As a consequence, the holiday season – retailers' biggest time of year – is fast becoming one of the main casualties for brick-and-mortar stores as shopping habits evolve.
Online holiday sales are expected to rise 17% in 2016, which would take its share of total holiday season sales past 10%, a major milestone.
According to a 2016 Deloitte report on US holiday spending, shoppers there will spend half their holiday budget online – a figure that represents another significant turning point in consumer behavior.
The impact, in particular, of big data and predictive analytics on customer outreach is ever-growing and, consequently, retailers are employing more people-centric models – both online and in-store.
E-commerce now goes far beyond simply browsing the web – it has evolved into an end-to-end customer journey, with retail companies boosting online and physical sales by designing new business strategies around customer experience, rather than by channel.

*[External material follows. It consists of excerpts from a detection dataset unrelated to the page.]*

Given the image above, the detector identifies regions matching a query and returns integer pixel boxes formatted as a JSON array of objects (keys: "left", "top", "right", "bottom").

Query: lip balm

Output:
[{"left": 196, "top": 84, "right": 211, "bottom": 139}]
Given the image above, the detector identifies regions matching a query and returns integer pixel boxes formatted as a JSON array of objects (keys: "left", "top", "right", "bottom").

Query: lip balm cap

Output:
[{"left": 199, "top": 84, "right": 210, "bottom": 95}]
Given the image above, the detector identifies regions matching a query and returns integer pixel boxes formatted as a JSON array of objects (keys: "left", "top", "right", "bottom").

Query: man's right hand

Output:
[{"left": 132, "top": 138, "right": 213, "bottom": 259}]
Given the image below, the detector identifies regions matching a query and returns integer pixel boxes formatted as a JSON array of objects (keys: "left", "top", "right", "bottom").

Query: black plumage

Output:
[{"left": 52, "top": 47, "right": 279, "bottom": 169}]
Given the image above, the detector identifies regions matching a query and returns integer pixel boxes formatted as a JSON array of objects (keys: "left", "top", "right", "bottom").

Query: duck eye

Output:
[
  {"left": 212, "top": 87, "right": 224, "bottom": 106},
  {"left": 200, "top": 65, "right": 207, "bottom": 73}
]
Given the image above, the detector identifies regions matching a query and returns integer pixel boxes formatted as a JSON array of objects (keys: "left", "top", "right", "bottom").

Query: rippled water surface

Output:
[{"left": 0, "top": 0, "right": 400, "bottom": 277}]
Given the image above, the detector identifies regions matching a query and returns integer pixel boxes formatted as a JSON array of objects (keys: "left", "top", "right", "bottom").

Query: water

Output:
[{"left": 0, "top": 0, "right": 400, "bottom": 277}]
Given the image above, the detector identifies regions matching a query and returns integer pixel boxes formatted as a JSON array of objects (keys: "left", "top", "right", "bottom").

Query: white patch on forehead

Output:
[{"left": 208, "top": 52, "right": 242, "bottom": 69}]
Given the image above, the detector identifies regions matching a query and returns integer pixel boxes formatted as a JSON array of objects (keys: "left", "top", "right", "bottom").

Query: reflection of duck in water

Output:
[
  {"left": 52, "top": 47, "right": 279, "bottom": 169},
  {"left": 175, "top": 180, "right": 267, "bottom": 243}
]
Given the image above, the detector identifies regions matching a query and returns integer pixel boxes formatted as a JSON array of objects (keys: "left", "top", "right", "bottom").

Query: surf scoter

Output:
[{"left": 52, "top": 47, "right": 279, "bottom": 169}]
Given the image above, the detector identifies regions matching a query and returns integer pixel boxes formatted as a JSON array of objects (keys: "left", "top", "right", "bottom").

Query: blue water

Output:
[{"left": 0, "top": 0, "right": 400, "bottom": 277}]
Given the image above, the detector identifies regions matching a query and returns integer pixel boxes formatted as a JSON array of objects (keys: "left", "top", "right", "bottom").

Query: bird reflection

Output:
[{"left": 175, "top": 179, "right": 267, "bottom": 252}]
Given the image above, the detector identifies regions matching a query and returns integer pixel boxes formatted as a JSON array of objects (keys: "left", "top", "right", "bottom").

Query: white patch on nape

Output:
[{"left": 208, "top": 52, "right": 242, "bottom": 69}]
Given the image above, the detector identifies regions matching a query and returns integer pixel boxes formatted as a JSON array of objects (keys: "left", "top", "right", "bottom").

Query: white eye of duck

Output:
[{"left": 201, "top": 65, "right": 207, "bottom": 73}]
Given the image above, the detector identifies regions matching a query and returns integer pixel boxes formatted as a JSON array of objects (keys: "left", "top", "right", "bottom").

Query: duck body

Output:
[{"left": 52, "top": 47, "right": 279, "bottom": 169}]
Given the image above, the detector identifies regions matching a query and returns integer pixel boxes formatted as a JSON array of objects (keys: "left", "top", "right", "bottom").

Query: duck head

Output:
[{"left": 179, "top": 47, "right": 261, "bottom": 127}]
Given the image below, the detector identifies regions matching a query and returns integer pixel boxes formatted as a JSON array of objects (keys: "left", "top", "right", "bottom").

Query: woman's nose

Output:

For example, Sears Hometown and Outlet Stores (SHOS), a US retailer, has introduced local inventory ads, which target nearby consumers who are looking online at products that the SHOS carries. The ad will show the availability of similar items at any nearby local stores, along with hours of operation and other helpful information like directions. The result: over twice as many store visits.
That said, it is important to note that the top countries for online shopping – China, the US, the UK, Japan and Germany – made up almost 75% of worldwide e-commerce sales in 2015, so there is plenty of room for growth.
Chinese consumers may have spent over $500 billion shopping online in 2015, but that only made up 12% of the country’s total retail spending.
Most emerging markets lag even further behind. Consider India, for example, where only 1.6% of total retail sales were online.
Finally, e-commerce constituted just 6.7% of global retail spending last year – a very modest piece of the pie. As the world keeps going digital, online retailers will be doing what they can to continue redefining the industry and to consolidate more of the retail market.